Well, to start they can be divisive. In a strata law context by-laws regulating both subjects have been challenged in the NSW Civil & Administrative Tribunal (“NCAT’) as being in breach of section 139(1) of the Strata Schemes Management Act 2015.
Section 139(1) states:
“A by-law must not be harsh, unconscionable or oppressive”
If a by-law is found to be in breach of s139(1) it may be invalidated upon application by the NCAT.
Both of the by-laws regulating animals and installation of hard surface flooring contained an absolute prohibition.
Interestingly, in February 2018 when finding the animals by-law to be harsh, unconscionable or oppressive & ultimately invalid the NCAT noted:
- A blanket prohibition against the keeping of animals within strata schemes is unnecessary.
- Due regard had to be given to contemporary standards which supported the keeping of animals in Strata schemes.
- Keeping an animal in a lot may also be ‘a part of a lot owner’s basic right of habitation’.
- Although the by-law on its face would have prohibited the keeping of an assistance animals this by itself did not make the by-law invalid as section 139(5) regarding assurance animals meant to the extent that it purported to do so it would have no force or effect.
The NCAT also states that a blanket prohibiting was a ‘blunt instrument’ and provided no means a a person’s special circumstances to be considered.
In August 2018 the NCAT considered the hard surface flooring by-law.

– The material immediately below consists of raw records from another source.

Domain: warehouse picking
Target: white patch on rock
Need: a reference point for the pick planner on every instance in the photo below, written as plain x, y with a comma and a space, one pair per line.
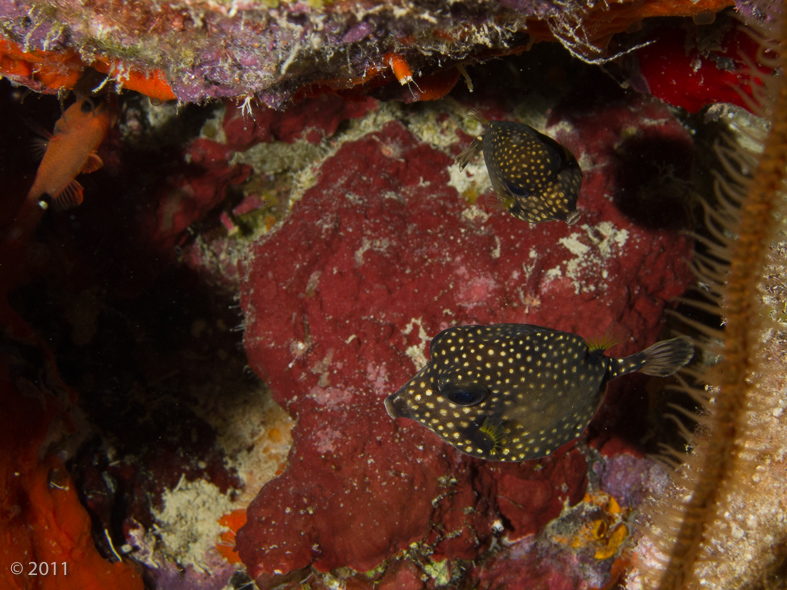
417, 353
188, 523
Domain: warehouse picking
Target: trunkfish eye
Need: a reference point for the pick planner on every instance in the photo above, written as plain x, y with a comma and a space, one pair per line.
465, 394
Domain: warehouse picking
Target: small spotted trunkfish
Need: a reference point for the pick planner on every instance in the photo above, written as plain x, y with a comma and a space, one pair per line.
513, 392
536, 178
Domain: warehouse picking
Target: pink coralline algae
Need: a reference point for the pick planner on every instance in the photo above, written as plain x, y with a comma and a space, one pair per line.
376, 258
688, 69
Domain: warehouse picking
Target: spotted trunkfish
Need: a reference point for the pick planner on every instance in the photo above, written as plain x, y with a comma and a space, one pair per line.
535, 178
513, 392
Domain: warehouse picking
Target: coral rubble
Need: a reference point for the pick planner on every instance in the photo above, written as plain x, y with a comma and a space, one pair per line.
369, 280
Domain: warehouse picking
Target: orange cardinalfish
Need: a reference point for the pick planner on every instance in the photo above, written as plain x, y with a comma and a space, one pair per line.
71, 150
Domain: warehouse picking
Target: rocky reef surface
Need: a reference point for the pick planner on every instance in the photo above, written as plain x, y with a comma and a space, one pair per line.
274, 51
195, 359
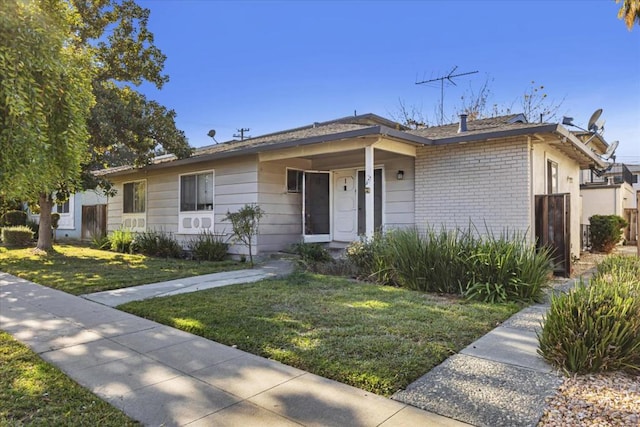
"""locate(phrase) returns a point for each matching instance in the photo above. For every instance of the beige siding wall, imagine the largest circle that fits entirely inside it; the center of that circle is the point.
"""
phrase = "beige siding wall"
(568, 182)
(235, 184)
(485, 183)
(282, 225)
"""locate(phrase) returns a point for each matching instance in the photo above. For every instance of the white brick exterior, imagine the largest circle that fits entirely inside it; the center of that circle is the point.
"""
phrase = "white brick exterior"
(485, 183)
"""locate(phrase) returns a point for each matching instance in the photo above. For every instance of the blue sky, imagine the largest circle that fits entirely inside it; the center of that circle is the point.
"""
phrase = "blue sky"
(269, 66)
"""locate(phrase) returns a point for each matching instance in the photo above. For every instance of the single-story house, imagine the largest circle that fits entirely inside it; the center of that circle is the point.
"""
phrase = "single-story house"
(337, 180)
(82, 217)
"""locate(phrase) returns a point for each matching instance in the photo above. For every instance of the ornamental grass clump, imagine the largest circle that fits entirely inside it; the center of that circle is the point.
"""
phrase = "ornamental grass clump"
(596, 327)
(486, 268)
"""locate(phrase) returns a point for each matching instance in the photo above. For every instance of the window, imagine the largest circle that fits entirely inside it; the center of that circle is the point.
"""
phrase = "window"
(196, 192)
(63, 208)
(294, 181)
(135, 197)
(552, 177)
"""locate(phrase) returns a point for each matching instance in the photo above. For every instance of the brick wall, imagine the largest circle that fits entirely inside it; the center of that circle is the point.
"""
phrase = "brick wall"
(486, 183)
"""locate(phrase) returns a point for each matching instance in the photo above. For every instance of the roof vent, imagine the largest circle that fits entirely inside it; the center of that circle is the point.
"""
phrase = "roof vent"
(462, 127)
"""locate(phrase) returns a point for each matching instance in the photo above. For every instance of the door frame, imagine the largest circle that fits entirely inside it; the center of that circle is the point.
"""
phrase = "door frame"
(317, 238)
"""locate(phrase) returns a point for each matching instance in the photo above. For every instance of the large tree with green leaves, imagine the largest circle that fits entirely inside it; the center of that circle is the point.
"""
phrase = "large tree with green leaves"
(630, 12)
(45, 101)
(123, 126)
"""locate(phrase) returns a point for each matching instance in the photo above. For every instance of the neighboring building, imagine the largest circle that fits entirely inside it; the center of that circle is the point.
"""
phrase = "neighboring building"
(81, 217)
(340, 179)
(613, 192)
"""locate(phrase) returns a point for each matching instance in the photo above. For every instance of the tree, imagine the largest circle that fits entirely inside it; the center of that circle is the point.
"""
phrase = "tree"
(630, 12)
(123, 126)
(45, 101)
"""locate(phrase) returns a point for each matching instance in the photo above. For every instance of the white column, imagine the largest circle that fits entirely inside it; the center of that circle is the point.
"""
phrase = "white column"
(368, 191)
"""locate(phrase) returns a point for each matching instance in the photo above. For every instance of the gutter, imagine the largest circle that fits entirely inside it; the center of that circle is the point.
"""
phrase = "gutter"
(358, 133)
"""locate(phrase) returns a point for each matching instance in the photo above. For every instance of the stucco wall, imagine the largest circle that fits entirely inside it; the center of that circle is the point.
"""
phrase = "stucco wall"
(486, 183)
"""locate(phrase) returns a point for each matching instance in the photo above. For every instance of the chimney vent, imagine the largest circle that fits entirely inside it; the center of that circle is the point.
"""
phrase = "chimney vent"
(462, 127)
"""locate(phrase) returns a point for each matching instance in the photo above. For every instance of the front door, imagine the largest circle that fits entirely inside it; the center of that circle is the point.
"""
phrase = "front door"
(345, 202)
(316, 209)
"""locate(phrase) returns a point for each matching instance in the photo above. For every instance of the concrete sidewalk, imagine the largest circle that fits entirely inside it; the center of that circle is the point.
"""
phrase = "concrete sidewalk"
(498, 380)
(162, 376)
(268, 270)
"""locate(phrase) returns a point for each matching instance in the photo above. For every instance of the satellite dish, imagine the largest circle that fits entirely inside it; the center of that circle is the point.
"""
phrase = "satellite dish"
(592, 121)
(612, 148)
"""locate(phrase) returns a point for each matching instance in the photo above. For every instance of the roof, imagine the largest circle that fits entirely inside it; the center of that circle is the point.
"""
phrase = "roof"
(374, 125)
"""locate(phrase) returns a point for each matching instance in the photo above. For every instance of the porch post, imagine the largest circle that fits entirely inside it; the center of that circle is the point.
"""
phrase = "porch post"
(368, 191)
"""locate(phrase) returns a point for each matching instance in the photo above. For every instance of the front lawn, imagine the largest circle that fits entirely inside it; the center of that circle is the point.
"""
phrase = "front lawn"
(81, 270)
(378, 338)
(33, 392)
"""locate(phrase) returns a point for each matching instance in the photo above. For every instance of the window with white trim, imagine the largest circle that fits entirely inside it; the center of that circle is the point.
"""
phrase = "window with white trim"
(196, 192)
(134, 195)
(63, 208)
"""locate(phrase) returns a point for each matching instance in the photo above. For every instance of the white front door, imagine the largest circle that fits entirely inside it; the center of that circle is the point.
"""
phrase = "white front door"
(345, 202)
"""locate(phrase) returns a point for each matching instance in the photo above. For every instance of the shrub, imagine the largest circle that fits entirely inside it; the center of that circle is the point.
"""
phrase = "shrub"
(13, 218)
(605, 232)
(209, 246)
(244, 224)
(311, 252)
(156, 243)
(455, 261)
(120, 240)
(593, 328)
(17, 236)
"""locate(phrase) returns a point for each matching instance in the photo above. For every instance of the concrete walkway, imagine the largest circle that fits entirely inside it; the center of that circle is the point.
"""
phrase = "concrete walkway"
(162, 376)
(498, 380)
(268, 270)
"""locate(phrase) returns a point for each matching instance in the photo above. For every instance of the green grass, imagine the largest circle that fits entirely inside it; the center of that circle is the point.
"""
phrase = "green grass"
(80, 270)
(375, 337)
(34, 393)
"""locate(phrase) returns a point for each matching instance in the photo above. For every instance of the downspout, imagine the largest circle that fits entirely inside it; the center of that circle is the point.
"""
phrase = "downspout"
(532, 201)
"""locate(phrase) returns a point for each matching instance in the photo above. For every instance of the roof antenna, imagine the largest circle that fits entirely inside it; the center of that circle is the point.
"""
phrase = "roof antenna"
(240, 133)
(212, 135)
(442, 79)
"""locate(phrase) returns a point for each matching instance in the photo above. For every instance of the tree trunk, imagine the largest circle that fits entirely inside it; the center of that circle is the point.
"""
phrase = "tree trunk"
(44, 230)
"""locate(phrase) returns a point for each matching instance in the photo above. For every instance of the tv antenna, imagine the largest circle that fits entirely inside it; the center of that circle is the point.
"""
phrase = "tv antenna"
(449, 79)
(240, 133)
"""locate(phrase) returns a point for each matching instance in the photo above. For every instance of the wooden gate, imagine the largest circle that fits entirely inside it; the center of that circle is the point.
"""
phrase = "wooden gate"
(553, 229)
(94, 221)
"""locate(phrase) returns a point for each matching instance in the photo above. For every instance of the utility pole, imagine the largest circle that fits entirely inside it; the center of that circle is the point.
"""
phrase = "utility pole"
(240, 133)
(442, 79)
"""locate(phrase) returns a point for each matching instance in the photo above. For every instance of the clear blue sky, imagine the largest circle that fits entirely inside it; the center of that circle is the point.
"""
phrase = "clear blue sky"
(270, 66)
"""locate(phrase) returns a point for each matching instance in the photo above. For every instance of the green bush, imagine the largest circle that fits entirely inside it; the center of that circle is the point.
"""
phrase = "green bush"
(605, 232)
(311, 252)
(593, 328)
(120, 240)
(17, 236)
(156, 243)
(13, 218)
(209, 246)
(507, 268)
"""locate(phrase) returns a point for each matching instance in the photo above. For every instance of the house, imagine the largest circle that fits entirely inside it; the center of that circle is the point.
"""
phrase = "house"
(337, 180)
(613, 192)
(82, 217)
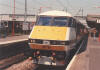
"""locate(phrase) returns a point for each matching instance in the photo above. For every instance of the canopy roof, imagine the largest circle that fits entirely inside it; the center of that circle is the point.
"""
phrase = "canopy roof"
(56, 13)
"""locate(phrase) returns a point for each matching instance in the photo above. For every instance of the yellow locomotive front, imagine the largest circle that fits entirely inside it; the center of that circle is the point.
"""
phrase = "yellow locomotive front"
(50, 35)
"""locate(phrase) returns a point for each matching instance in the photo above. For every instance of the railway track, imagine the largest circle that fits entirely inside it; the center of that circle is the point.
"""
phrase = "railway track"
(13, 54)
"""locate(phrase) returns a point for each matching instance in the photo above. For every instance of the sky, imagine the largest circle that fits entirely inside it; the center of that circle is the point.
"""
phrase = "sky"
(72, 6)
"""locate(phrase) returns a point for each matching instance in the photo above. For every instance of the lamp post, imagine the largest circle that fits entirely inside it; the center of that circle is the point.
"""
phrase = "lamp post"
(13, 28)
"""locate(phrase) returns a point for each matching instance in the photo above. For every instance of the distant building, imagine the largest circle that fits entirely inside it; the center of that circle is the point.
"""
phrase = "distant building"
(19, 25)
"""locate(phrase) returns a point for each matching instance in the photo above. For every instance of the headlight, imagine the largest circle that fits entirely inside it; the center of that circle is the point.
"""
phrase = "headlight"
(63, 43)
(46, 42)
(32, 41)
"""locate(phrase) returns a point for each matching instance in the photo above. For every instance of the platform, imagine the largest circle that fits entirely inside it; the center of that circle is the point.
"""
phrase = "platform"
(89, 59)
(13, 39)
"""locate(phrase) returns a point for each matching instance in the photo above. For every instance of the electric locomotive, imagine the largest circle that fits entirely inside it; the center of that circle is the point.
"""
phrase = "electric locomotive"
(53, 36)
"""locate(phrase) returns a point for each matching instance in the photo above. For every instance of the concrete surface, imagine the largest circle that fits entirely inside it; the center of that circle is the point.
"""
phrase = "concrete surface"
(89, 59)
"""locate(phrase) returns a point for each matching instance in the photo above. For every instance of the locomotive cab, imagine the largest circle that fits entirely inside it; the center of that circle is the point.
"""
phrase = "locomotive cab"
(52, 36)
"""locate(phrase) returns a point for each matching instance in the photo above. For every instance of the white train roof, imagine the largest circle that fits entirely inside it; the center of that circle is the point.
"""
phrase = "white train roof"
(56, 13)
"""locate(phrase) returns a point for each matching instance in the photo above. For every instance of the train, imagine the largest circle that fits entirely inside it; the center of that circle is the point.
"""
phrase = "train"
(53, 36)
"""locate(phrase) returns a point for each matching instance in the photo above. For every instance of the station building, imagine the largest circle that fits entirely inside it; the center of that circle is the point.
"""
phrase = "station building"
(6, 22)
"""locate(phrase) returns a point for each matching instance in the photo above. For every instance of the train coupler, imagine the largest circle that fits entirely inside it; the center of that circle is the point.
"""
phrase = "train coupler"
(36, 56)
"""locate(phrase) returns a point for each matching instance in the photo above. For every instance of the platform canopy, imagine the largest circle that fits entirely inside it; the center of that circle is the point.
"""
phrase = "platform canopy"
(56, 13)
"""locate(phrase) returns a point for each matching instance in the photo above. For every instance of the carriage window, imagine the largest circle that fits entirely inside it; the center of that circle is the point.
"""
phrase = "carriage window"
(45, 21)
(59, 21)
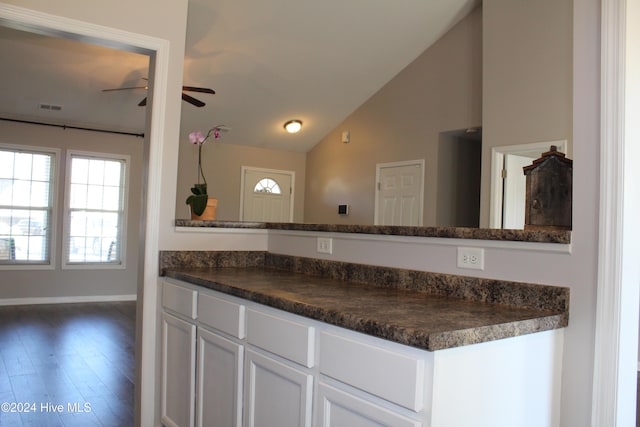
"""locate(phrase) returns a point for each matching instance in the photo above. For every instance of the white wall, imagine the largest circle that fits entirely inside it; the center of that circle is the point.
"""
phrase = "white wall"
(29, 285)
(575, 268)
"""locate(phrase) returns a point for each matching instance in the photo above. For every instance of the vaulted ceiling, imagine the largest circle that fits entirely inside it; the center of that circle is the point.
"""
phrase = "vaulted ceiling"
(268, 61)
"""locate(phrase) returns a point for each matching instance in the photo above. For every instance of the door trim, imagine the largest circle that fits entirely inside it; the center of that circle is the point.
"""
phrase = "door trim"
(244, 169)
(379, 167)
(497, 162)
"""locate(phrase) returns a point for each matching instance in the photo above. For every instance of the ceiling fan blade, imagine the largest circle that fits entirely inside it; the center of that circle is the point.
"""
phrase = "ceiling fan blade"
(198, 89)
(192, 100)
(124, 88)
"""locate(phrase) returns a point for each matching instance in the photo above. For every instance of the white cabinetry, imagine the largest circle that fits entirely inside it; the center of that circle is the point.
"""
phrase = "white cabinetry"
(338, 408)
(219, 397)
(256, 366)
(178, 356)
(178, 371)
(277, 394)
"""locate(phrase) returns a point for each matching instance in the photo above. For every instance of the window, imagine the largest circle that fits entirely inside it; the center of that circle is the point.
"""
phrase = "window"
(267, 185)
(26, 204)
(95, 209)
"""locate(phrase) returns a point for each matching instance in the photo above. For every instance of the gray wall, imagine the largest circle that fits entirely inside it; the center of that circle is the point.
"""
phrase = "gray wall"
(527, 77)
(439, 91)
(58, 283)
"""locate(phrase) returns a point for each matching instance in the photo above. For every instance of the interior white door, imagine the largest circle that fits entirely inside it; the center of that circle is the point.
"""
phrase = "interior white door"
(399, 194)
(267, 195)
(514, 197)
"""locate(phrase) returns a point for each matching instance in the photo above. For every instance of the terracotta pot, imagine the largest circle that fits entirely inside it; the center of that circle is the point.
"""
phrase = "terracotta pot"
(209, 213)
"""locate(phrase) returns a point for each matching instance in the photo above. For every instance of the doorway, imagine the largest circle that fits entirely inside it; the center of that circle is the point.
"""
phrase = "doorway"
(266, 195)
(508, 192)
(399, 193)
(156, 128)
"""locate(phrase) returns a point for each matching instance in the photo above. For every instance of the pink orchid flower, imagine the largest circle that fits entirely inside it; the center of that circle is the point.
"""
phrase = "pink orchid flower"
(196, 137)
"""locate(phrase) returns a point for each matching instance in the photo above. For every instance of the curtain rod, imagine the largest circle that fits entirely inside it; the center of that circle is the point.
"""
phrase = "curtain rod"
(140, 135)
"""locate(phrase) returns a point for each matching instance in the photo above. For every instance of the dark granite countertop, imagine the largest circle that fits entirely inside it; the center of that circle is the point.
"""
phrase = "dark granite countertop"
(410, 317)
(540, 236)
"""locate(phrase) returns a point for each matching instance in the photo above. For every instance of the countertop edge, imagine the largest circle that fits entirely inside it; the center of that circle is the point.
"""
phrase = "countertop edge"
(536, 236)
(430, 341)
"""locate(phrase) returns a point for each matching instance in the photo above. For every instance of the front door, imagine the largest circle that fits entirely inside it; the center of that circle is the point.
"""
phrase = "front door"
(399, 193)
(267, 195)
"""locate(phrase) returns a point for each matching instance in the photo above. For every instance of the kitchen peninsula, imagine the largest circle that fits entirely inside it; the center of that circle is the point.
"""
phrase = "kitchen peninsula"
(360, 342)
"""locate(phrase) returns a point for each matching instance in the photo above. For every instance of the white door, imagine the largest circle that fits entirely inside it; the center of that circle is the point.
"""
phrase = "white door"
(178, 371)
(399, 193)
(267, 195)
(514, 197)
(219, 381)
(276, 394)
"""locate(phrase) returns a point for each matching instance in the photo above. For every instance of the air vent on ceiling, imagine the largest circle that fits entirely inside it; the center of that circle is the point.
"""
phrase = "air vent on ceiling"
(49, 107)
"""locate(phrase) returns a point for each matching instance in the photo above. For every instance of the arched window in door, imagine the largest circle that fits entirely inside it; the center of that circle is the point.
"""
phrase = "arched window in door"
(267, 185)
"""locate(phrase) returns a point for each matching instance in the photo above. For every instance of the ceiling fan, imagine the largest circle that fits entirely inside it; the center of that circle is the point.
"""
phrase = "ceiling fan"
(188, 98)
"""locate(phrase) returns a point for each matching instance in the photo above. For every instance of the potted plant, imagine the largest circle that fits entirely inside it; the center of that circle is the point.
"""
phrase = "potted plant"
(202, 206)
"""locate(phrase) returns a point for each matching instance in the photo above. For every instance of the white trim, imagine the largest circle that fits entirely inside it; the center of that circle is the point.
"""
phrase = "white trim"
(433, 241)
(245, 169)
(497, 162)
(92, 265)
(220, 230)
(67, 300)
(616, 329)
(35, 21)
(379, 166)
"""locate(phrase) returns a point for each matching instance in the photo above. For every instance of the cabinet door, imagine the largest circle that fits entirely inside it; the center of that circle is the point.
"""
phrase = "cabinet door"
(219, 401)
(276, 394)
(337, 408)
(178, 371)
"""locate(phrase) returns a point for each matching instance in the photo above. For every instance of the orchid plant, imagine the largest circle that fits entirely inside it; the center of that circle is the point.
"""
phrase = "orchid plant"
(198, 200)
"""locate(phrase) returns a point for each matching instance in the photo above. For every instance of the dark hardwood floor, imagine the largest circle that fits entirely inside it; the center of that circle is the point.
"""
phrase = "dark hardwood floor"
(67, 364)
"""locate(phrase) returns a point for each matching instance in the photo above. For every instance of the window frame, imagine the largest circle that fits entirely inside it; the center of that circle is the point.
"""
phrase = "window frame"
(55, 154)
(95, 265)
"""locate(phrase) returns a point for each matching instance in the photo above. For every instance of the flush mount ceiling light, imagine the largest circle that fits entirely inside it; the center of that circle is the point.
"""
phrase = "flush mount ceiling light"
(293, 126)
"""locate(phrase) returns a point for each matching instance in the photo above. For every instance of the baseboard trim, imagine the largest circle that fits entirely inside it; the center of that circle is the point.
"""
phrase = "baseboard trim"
(67, 300)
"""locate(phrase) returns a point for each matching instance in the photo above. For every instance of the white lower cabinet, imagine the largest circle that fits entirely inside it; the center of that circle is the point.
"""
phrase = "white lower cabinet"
(219, 381)
(338, 408)
(178, 371)
(276, 394)
(229, 362)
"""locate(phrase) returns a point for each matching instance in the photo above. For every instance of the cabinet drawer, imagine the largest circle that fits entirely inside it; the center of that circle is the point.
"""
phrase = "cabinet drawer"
(282, 336)
(393, 376)
(226, 316)
(180, 299)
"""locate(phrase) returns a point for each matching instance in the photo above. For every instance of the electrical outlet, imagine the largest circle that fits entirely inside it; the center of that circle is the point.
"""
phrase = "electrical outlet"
(472, 258)
(324, 245)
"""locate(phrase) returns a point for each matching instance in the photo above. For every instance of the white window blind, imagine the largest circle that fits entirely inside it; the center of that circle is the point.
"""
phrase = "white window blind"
(95, 211)
(26, 205)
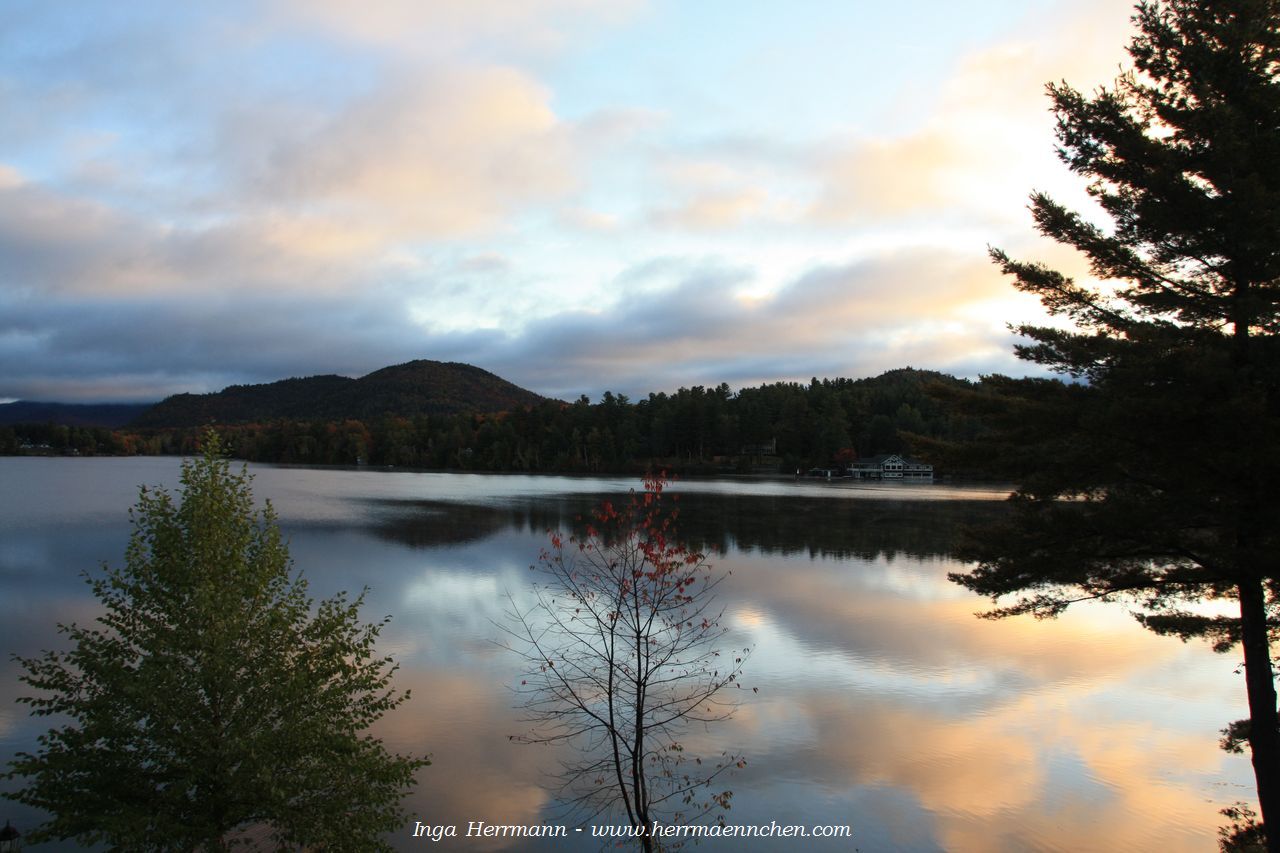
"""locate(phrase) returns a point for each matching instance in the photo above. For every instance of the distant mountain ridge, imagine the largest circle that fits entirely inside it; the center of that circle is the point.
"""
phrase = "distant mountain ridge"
(105, 415)
(405, 389)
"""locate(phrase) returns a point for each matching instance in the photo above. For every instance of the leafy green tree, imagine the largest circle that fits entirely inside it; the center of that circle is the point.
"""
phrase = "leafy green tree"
(1168, 445)
(213, 699)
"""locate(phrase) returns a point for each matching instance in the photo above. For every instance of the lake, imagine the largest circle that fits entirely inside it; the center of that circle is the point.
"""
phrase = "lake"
(873, 697)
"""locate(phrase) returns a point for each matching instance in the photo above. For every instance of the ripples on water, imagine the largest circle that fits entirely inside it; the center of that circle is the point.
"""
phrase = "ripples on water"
(881, 701)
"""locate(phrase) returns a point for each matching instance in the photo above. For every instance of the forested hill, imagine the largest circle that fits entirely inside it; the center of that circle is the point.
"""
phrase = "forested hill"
(401, 391)
(777, 427)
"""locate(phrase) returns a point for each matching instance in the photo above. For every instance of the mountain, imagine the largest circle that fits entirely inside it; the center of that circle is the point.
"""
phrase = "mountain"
(405, 389)
(106, 415)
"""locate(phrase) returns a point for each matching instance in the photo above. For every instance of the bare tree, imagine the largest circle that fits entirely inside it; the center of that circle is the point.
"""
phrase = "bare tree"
(622, 652)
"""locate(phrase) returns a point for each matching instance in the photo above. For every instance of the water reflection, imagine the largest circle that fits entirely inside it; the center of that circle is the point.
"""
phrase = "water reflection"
(882, 702)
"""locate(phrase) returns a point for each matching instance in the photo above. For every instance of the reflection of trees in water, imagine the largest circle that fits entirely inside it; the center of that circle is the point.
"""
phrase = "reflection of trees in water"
(842, 528)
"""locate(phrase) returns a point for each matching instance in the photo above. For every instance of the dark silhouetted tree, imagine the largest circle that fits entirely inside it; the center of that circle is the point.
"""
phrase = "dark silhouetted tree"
(624, 655)
(1169, 446)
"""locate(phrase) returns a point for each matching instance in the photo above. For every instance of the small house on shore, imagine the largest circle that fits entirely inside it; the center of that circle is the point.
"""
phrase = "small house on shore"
(891, 466)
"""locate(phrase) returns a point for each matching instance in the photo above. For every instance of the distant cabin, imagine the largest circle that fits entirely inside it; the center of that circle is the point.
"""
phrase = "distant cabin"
(891, 466)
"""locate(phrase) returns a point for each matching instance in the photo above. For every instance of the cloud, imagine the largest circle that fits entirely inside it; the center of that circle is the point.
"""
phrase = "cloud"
(435, 154)
(455, 26)
(988, 141)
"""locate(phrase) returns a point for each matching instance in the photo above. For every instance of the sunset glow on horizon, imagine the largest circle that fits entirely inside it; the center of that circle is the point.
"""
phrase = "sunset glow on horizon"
(630, 195)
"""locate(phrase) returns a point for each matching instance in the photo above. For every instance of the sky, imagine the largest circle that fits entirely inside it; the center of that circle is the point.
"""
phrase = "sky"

Again the by-Law was found to be invalid. In this instance it was found to be invalid for two reasons.
First, it was held that a by-law outright prohibiting the installation of hard surface flooring was inconsistent with section 110 of the Act. Section 110 provides a process for the application to conduct and the approval for ‘minor renovations’ which include installing such flooring. For a reminder please see my blog on minor renovations and section 110. As the by-law was inconsistent with s110 it was of no force or effect.
Secondly, the by-law was found to be harsh, unconscionable and oppressive as it attempted to prohibit installing hard surface flooring in circumstances where the Act has provided a process for it.
What do these two cases mean?
A by-law containing an outright prohibition is likely to be held to be harsh, unconscionable and oppressive and may be invalidated by the NCAT.
Contemporary community standards need to be considered as does whether the by-law attempts to regulate behavior regulates in the Act itself.